With a $15.5 billion loss, can GM or its CEO survive?
General Motors (NYSE: GM) posted a $15.5 billion loss in its second
quarter. This was much worse than analysts had expected. With its stock
opening 8% lower, GM stock has lost 84% of its market value since CEO
Rick Wagoner began that job on June 1, 2000. His failure to prepare GM
for high gasoline prices, as Toyota Motors (NYSE: TM) has done, makes me
wonder whether GM's board is asleep at the switch.
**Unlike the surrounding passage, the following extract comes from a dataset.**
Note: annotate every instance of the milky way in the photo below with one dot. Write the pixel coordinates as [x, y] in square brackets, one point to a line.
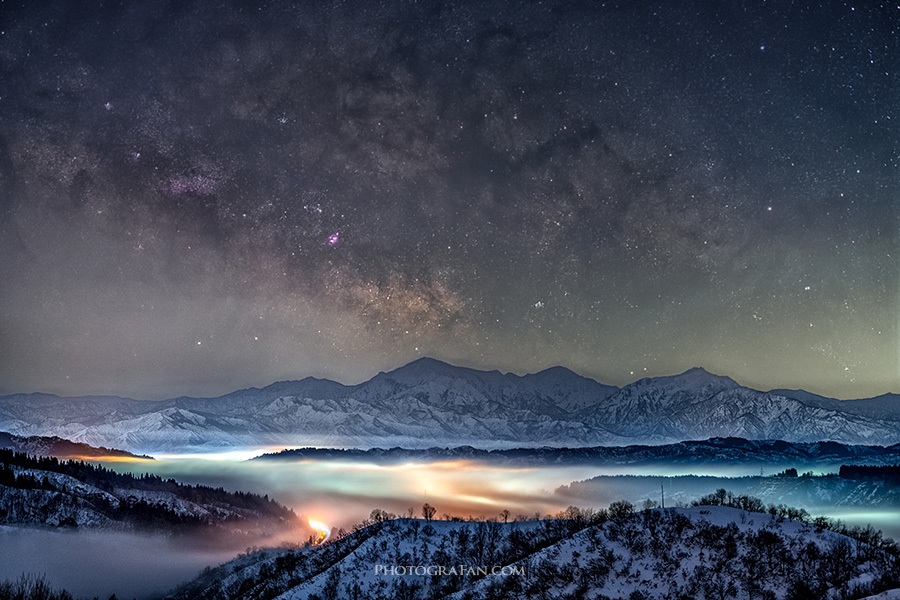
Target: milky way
[202, 196]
GM's North American results were really bad. The New York Times reports
it lost $4.4 billion and its revenues plunged 33% from $29.7 billion to
$19.8 billion. But Wagoner has promoted cost reduction plans. In June,
Wagoner announced that GM would close four assembly plants making
pickups and SUVs by 2010 and cut vehicle production by 500,000. Then, on
July 15, he detailed a 20% cut in "salaried personnel costs, the
elimination of health-care coverage for white-collar retirees past the
age of 65, and cuts in advertising and marketing budgets and capital
expenditures," according to the Times.
Some Administration officials have been touting the wonders of a cheap
dollar as if that will save our industries from a collapsing domestic
economy. They should think again. Meanwhile, it is a testament to
Wagoner's board relationships that there have not been calls for a new
CEO. There is absolutely no way that GM can cut its way to prosperity.
He has led GM into a situation where his choices are to cut costs or to
file for bankruptcy. During the booming SUV and truck years, Wagoner
could have invested the profits in energy efficient vehicles.
His failure to do so has jeopardized GM and should end his role as its CEO.